Monday, August 10, 2015

127. Supernatural Tales 30 reads } New Genre no. 7

David Longhorn, editor of Supernatural Tales and author of the story collection The Glyphs, reviewed New Genre no. 7. He considers what the issue adds up to—
If there's a common idea here it's the way that ideas long rooted not merely in genre fiction but in popular culture can be reworked, evolved, or otherwise mutated into something new and interesting.
—then looks at its parts, story-by-story.

At just about the same time Longhorn’s review appeared, I received issue 30 of Supernatural Tales. Back in February I was asked, along with a number of other authors who appeared in ST toward its inception, if I would contribute. I sent “Wild Dogs.”

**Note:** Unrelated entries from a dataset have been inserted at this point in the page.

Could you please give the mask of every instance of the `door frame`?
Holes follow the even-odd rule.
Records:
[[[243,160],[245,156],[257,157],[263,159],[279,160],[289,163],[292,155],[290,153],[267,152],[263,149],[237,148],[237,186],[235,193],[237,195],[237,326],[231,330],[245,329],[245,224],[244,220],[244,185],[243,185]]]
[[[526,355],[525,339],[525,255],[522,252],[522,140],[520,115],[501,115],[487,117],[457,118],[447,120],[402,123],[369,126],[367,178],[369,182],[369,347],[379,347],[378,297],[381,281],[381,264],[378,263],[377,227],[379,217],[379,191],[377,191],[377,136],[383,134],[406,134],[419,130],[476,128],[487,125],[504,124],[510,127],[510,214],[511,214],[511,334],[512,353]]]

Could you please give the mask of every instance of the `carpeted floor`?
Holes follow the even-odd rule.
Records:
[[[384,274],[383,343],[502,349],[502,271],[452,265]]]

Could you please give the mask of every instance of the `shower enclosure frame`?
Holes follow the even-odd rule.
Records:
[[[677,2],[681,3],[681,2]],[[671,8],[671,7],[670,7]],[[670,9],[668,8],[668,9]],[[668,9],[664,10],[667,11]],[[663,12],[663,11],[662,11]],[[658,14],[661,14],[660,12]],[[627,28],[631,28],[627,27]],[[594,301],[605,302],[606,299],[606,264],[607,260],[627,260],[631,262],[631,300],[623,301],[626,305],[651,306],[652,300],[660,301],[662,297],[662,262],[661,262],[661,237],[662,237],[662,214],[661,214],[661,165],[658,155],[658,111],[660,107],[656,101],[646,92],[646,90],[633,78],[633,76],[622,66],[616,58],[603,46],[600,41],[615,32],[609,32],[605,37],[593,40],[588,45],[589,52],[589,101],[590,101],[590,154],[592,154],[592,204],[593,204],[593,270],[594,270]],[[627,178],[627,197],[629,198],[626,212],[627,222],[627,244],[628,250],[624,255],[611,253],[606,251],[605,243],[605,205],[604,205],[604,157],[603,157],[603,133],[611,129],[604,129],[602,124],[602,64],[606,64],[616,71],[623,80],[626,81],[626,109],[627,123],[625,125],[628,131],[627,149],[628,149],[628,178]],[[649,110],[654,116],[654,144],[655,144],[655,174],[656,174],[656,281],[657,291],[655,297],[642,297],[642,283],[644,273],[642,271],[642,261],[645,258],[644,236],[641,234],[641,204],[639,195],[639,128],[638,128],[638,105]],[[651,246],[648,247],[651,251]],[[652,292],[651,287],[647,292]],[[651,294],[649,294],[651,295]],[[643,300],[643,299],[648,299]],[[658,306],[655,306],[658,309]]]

In its earliest incarnation, “Wild Dogs” was “After,” a novella about a young man reeling from a break up, and with nary a supernatural element (though the protagonist—thoroughly self-absorbed and annoying—is plagued by weird dreams). “After” became “Rottweiler In a Nightclub,” a three-page parody of “After.” “Rottweiler…” introduced a dog into the narrative, who has the following exchange with the protagonist:
The dog jumps up onto the stool beside me. We face the bar, look at each other in the mirror.
            The dog says, “Give me your drink.”
            I do so. It puts its front paws up on the counter. A drop of blood falls from its snout into the glass.
            “It’s vodka,” I say. “I usually have gin.”
            The dog grunts.
            The dog says, “We are brothers, you and I.”
            I don’t feel so confused, anymore. I reach into my coat for my cigarettes. I offer one to the dog. It accepts, withdrawing it from the pack with its lips, and bares its teeth as it does so.
Before, at last, the story became “Wild Dogs” it was called “Humbaba,” with the idea that the protagonist is transformed into a monstrous spirit of the forest / city. If you read the story knowing this and knowing something about The Epic of Gilgamesh, you’ll see numerous connections between my “sourly-witty social realism” and that ancient myth.

Fellow Supernatural Tales old-timers include Helen Grant, Lynda E. Rucker, Michael Kelly, Mark Valentine (whose story is dedicated to the memory of Joel Lane) and Steve Duffy. Longhorn's review of New Genre no. 7 resides here; and there's a review of the  30th issue of Supernatural Tales here.

Addendum: James Everington, author and critic (who wrote about my "What Water Reveals" as pt. of his "Strange Stories" series), posted a recommendation to read Supernatural Tales 30.